Alternatives to cublas matrix multiplication (row major)

Are there alternatives to cublas using row-major?

Using column major is not always an option as I might have kernels transforming data (that might be faster when using row major).

If you are really certain about the structure of your matrices, you can use the transpose versions of gemv() and gemm() with row major ordered data.

Thank you. Are threre any performance differences between using Normal and Transposed matrix versions?

Why don’t you try it, and then report back with the results?

:)

Best performance is achieved when both matrices are in column-major mode.

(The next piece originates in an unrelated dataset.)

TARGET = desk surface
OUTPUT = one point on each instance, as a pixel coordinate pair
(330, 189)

Can you give plots? What’s the penalty for doing the transpose as a function of matrix size?

I did not make a plot but I did create a small program that multiplies 2 matrices in all possible modes (requires GPUMLib available at http://gpumlib.sourceforge.net/)

here is the source code (it turns out that I was wrong and the best order for the matrices is not always column-major, but depends on the their size and maybe on the device):

#include "../CudaInit.h"

#include "../../code/memory/DeviceMatrix.h"

#include <cublas.h>

#define ROWS_A (2000)

#define COLS_A (3000)

#define ROWS_B COLS_A

#define COLS_B (4000)

// Xc and Xr represent the same matrix in column-major order (Xc) and row-major order (Xr)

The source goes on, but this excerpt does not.